6、 Different approaches of chip manufacturers

In the field of chip design and application, there are differences in the practices of different manufacturers. During the chip design process, manufacturers such as Infineon and Texas Instruments conduct detailed analysis and design, and write comprehensive safety manuals, such as Infineon's TC397 safety menu and Texas Instruments' related documents. These manuals contain a wealth of information on chip functional safety design, providing important references for subsequent application development. Qualcomm and other manufacturers have adopted a safety island solution in SOC design and run real-time safety operating systems such as Safetyrtos within the safety island. Qualcomm has tailored Linux to better suit the real-time and safety requirements of autonomous driving scenarios, achieving deterministic scheduling and improving system safety and reliability. However, Qualcomm is relatively weak in the development of security manuals and lacks comprehensive internal information. In addition, Horizon and other manufacturers will draw on the mature experience of other manufacturers in chip design, such as using technologies like lockstep, to reduce research and development costs and time. However, in practical applications, it is still necessary to make appropriate adjustments and optimizations based on the characteristics and needs of the product itself.

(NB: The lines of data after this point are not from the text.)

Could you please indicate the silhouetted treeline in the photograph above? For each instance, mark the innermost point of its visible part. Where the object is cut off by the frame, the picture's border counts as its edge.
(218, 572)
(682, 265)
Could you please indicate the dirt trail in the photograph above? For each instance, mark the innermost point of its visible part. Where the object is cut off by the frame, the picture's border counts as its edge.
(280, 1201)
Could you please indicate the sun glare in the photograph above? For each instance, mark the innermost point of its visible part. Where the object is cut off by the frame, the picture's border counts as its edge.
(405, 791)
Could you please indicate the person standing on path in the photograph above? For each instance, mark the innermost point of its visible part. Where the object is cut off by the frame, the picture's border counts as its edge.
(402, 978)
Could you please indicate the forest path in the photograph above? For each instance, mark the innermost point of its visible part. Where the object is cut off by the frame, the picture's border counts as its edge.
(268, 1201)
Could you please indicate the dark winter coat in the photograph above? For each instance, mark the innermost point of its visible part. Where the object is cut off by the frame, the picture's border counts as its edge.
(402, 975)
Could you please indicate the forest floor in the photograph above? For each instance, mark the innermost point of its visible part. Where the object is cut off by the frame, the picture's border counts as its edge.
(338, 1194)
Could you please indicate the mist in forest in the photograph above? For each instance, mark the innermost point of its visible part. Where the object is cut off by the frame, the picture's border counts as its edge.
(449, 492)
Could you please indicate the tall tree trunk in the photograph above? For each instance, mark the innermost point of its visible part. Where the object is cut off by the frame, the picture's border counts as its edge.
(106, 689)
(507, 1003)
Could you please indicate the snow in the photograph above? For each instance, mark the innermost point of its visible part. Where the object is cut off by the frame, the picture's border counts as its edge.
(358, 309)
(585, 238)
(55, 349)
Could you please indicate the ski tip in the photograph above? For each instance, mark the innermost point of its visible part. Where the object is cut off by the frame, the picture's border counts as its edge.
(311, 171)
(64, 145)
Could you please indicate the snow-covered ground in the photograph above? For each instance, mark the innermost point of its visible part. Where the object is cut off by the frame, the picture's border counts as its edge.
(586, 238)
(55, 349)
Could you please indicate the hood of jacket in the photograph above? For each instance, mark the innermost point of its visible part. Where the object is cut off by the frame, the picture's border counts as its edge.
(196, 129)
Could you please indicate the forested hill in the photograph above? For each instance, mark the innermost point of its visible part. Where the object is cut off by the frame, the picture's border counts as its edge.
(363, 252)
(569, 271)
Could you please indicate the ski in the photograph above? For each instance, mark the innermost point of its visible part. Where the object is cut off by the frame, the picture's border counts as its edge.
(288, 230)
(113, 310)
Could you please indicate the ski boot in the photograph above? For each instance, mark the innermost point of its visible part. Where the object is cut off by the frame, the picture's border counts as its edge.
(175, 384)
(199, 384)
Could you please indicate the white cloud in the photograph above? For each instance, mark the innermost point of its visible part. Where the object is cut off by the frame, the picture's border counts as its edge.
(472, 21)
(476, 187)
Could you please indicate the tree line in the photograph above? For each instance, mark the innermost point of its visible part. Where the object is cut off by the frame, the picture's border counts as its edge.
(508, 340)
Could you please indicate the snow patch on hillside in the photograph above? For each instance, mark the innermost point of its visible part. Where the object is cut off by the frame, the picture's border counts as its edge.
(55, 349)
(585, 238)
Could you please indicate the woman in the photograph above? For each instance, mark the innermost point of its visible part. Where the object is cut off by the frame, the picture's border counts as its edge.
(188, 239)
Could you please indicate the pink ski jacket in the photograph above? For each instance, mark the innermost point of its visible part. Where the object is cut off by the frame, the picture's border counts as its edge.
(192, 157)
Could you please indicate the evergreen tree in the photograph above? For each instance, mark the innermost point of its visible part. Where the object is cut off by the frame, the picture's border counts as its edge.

7、 Challenges faced by L3 level autonomous driving

In the development process of autonomous driving technology, the implementation of L3 level autonomous driving functions is of great significance, but it also faces many challenges. In 2017, Audi A8 (configuration | inquiry) successfully mass-produced the world's first L3 autonomous driving function (TJP, Traffic Jam Pilot, congestion navigation driving), marking a major breakthrough in autonomous driving technology in mass-produced cars. However, in 2020, Audi announced that it would abandon the L3 function on the next generation A8, which sparked widespread attention in the industry.
How to ensure the safety of autonomous driving - knowledge explanation of the integrated driving and parking series

At the same time, Daimler claims to have implemented the ALKS (Automated Lane Keeping System) function at the L3 level. However, there are still certain limitations to the L3 level autonomous driving function at present. For example, the lane keeping function in L3 level autonomous driving allows the driver to take off their hands and eyes under certain conditions, but during the vehicle's movement, the driver still needs to maintain attention to the road ahead to cope with possible emergencies. Even with ACC function, it cannot completely eliminate the driver's attention needs, indicating that L3 level autonomous driving technology still needs further improvement and optimization in practical applications to enhance its safety and reliability.